A proteção a essas carreiras inclusive foi anunciada pela Secretaria-Geral da Presidência em texto enviado na própria quarta-feira à imprensa, mas ficou de fora da apresentação da reforma administrativa feita ontem cedo pelo Ministério da Economia. O esclarecimento da Economia foi feito após questionamentos dos jornalistas.

“Esta vedação da redução de remuneração e jornada para os cargos típicos de Estado está mantida na proposta”, diz a pasta na resposta.

As carreiras típicas de Estado são aquelas que exercem funções essenciais da administração pública e que não encontram paralelo no setor privado.

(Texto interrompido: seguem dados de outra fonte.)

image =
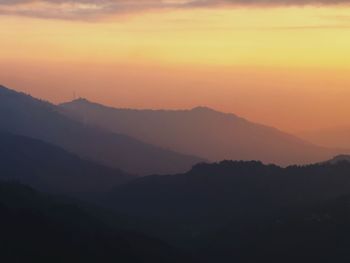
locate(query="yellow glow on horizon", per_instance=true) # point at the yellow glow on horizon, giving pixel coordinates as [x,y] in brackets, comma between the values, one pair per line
[256,62]
[290,37]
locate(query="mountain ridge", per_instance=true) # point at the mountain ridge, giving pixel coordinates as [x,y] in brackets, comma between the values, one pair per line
[203,132]
[25,115]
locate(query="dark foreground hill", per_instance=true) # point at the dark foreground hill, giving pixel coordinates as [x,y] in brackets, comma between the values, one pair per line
[203,132]
[191,206]
[24,115]
[319,233]
[49,168]
[39,228]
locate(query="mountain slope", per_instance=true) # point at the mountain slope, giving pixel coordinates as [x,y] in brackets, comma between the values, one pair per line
[190,206]
[52,169]
[40,228]
[25,115]
[318,233]
[332,137]
[202,132]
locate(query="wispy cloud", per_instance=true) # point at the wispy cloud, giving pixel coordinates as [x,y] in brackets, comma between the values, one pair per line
[87,9]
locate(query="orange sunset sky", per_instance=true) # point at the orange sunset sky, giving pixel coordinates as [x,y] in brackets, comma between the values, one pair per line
[282,63]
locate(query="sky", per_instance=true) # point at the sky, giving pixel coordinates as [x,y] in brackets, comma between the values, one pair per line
[283,63]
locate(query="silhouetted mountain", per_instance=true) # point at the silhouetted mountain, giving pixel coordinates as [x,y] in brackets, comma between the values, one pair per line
[25,115]
[39,228]
[190,206]
[319,233]
[50,168]
[339,158]
[338,137]
[203,132]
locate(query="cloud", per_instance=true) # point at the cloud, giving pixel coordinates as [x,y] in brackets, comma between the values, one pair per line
[90,9]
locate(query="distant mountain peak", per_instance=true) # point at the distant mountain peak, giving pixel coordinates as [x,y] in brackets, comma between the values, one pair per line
[80,100]
[340,158]
[203,109]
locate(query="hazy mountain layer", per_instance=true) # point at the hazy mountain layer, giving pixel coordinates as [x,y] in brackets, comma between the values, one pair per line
[25,115]
[202,132]
[41,228]
[50,168]
[335,137]
[190,206]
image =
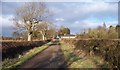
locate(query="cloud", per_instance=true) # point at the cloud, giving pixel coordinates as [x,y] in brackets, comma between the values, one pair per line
[8,8]
[75,15]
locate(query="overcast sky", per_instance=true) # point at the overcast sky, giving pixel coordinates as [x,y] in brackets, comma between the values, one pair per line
[75,15]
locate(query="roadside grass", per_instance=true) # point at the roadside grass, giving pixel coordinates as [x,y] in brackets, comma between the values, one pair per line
[15,62]
[76,61]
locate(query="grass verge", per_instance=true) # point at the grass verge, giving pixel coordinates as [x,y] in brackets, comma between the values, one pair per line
[15,62]
[76,61]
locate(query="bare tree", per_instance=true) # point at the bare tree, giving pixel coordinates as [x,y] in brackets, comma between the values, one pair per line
[28,15]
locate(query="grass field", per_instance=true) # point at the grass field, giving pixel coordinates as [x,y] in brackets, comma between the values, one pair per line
[13,63]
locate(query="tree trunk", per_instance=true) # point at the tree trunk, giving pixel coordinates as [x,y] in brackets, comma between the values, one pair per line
[29,37]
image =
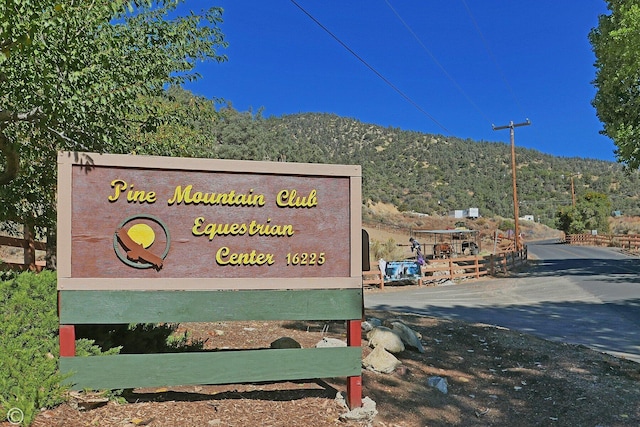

A reforma prevê fixar a lista dessas carreiras numa lei complementar. Hoje, o rol inclui diplomatas e auditores fiscais, entre outros.

Gastos. A redução de jornada e salário, por sua vez, é um plano da equipe econômica para ajudar na contenção de gastos com pessoal e na manutenção do teto de gastos, mecanismo que limita o avanço das despesas à inflação.

O Supremo Tribunal Federal (STF) já decidiu no sentido de que hoje não há respaldo constitucional para redução proporcional de salário e jornada. É por isso que o governo pretende incluir essa possibilidade na Constituição por meio das PECs Emergencial e do Pacto Federativo, paradas no Senado. A adoção da redução seria opcional, conforme a necessidade fiscal da administração.

A medida enfrenta resistência de categorias de servidores públicos, principalmente daquelas pertencentes às carreiras típicas de Estado, consideradas parte da “elite” do funcionalismo e que têm poder de pressão junto ao Congresso.